A data storage device is a device for recording (storing) information (data).
Recording can be done using virtually any form of energy, spanning vibrations (phonographs)
to electromagnetic (light writing a DVD or CDROM, electricity creating a controlled magnetic
field to write on magnetic storage tape).
A storage device may hold information, process information, or both. A device that
only holds information is a recording medium. Devices that process information (data
storage equipment) may either access a separate portable (removable) recording medium
or a permanent component to store and retrieve information.
Electronic data storage is storage which requires electrical power to store
and retrieve that data. Most storage devices that do not require vision and a brain
to read data fall into this category. Electromagnetic data may be stored in either an
analog or digital format on a variety of mediums.
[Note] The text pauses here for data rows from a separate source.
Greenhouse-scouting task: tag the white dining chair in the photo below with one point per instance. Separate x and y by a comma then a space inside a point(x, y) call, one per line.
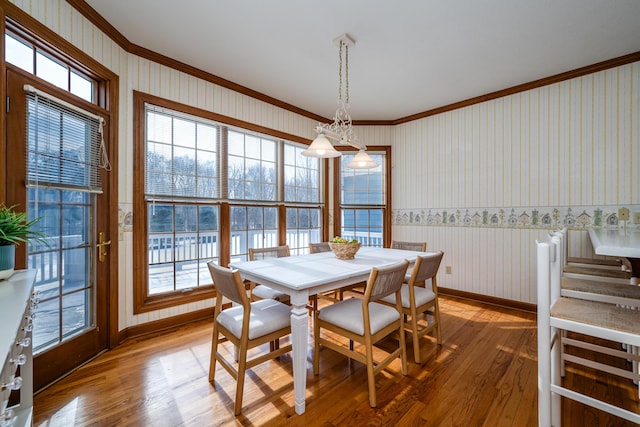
point(417, 299)
point(246, 325)
point(409, 246)
point(366, 322)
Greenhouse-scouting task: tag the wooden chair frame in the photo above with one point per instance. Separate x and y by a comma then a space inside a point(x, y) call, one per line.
point(425, 268)
point(367, 339)
point(409, 246)
point(242, 343)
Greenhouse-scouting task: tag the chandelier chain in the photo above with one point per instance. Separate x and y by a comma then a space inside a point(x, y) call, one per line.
point(346, 70)
point(340, 72)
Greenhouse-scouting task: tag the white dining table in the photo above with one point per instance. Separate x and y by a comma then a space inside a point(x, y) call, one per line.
point(305, 275)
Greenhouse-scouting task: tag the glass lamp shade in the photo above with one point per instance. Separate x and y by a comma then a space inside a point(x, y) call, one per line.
point(321, 147)
point(362, 161)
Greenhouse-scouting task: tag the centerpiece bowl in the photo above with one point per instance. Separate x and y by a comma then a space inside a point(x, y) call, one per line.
point(346, 250)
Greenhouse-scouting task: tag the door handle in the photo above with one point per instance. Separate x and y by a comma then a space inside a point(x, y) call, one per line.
point(102, 247)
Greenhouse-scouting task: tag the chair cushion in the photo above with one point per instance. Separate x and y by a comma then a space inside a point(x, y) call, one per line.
point(423, 296)
point(347, 314)
point(266, 316)
point(266, 292)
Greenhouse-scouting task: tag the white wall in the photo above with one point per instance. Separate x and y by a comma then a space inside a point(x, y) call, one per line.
point(510, 169)
point(570, 145)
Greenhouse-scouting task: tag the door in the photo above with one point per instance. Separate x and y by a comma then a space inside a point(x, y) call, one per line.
point(71, 319)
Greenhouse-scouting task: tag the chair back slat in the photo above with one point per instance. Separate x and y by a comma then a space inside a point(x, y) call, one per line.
point(272, 252)
point(426, 267)
point(385, 280)
point(319, 247)
point(409, 246)
point(228, 283)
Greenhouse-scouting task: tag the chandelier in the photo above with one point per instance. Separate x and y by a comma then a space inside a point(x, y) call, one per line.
point(341, 130)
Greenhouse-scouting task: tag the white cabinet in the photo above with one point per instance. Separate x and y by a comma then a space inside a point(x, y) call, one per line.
point(16, 305)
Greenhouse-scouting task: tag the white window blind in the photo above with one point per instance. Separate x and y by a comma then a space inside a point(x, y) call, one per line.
point(64, 144)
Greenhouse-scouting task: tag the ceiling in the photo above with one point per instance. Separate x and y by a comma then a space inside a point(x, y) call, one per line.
point(410, 56)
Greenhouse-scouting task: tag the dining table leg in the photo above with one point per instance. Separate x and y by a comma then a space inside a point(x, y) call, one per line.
point(300, 343)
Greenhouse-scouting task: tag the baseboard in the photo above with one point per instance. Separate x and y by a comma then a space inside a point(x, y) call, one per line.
point(163, 324)
point(518, 305)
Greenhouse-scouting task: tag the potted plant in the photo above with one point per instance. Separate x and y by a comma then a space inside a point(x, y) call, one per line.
point(15, 228)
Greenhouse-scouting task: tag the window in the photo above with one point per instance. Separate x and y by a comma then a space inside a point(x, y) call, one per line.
point(364, 200)
point(43, 64)
point(181, 188)
point(252, 227)
point(212, 191)
point(182, 239)
point(252, 167)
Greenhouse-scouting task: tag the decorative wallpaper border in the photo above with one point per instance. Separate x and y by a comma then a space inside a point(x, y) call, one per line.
point(519, 217)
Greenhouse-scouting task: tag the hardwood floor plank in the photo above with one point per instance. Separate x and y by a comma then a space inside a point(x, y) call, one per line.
point(484, 374)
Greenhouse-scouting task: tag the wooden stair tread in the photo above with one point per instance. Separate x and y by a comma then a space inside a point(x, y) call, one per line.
point(595, 261)
point(598, 314)
point(595, 287)
point(591, 271)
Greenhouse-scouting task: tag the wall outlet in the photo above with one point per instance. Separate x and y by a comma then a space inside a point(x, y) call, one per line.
point(623, 214)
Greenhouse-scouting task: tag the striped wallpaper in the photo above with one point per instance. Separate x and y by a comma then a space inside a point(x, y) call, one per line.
point(569, 144)
point(570, 149)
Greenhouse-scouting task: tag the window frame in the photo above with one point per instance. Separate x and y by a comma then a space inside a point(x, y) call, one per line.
point(386, 207)
point(143, 302)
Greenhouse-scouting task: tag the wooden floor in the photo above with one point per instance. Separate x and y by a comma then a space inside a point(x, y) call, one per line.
point(484, 374)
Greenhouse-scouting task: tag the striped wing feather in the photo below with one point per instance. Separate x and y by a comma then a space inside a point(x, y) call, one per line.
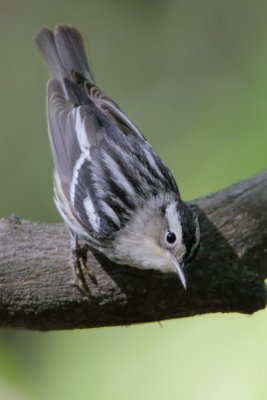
point(105, 166)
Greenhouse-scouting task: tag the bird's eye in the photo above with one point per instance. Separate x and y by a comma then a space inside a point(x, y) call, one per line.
point(171, 237)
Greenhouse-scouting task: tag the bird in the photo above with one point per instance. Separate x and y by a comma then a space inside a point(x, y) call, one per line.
point(110, 186)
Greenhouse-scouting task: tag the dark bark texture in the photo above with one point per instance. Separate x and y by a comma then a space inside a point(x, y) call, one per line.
point(228, 275)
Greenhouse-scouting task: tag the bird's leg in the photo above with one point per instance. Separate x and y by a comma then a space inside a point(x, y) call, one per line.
point(79, 266)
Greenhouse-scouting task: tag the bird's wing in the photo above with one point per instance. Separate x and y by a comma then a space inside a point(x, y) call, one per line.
point(105, 165)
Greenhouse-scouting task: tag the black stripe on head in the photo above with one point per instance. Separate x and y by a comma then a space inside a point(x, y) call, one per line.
point(189, 225)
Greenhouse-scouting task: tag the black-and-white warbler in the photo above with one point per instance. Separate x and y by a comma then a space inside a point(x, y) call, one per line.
point(111, 187)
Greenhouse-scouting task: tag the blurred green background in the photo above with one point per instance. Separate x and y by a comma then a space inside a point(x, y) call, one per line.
point(193, 76)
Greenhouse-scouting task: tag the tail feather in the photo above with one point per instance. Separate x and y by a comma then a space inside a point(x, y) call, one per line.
point(64, 53)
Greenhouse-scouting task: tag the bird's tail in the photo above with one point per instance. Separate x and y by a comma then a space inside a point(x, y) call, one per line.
point(64, 53)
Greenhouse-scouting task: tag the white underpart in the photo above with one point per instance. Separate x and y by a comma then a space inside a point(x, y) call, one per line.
point(152, 162)
point(174, 221)
point(91, 213)
point(118, 175)
point(197, 235)
point(111, 213)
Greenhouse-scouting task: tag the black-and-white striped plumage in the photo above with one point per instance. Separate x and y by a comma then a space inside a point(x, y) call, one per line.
point(108, 179)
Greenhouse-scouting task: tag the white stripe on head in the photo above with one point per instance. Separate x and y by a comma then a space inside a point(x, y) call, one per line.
point(174, 221)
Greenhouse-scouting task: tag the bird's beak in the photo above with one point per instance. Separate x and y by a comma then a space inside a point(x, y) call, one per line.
point(178, 266)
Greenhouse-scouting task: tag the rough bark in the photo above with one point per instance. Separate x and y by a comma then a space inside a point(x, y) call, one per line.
point(228, 275)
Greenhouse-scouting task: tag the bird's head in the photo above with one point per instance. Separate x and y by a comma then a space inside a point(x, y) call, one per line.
point(163, 235)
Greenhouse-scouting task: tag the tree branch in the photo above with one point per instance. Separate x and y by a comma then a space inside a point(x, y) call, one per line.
point(228, 275)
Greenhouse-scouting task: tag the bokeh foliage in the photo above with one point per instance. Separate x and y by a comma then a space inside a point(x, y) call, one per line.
point(193, 76)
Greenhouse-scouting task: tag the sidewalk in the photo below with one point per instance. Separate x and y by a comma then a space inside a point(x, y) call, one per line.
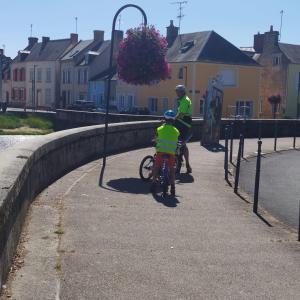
point(118, 242)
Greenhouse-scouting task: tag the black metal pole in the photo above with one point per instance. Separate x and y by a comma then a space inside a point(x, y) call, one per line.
point(226, 153)
point(231, 141)
point(259, 129)
point(275, 135)
point(299, 224)
point(257, 176)
point(238, 165)
point(109, 81)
This type of data is considered to be
electronically encoded data, whether or not it is electronically stored in a semiconductor
device, for it is certain that a semiconductor device was used to record it on its medium.
Most electronically processed data storage media (including some forms of computer data storage)
are considered permanent (non-volatile) storage, that is, the data will remain stored when
power is removed from the device. In contrast, most electronically stored
information within most types of semiconductor (computer chips) microcircuits are
volatile memory, for it vanishes if power is removed.
With the exception of barcodes and OCR data, electronic data storage is easier to revise
and may be more cost effective than alternative methods due to smaller physical space
requirements and the ease of replacing (rewriting) data on the same medium.
However, the durability of methods such as printed data is still superior
to that of most electronic storage media. The durability limitations may be
overcome with the ease of duplicating (backing-up) electronic data.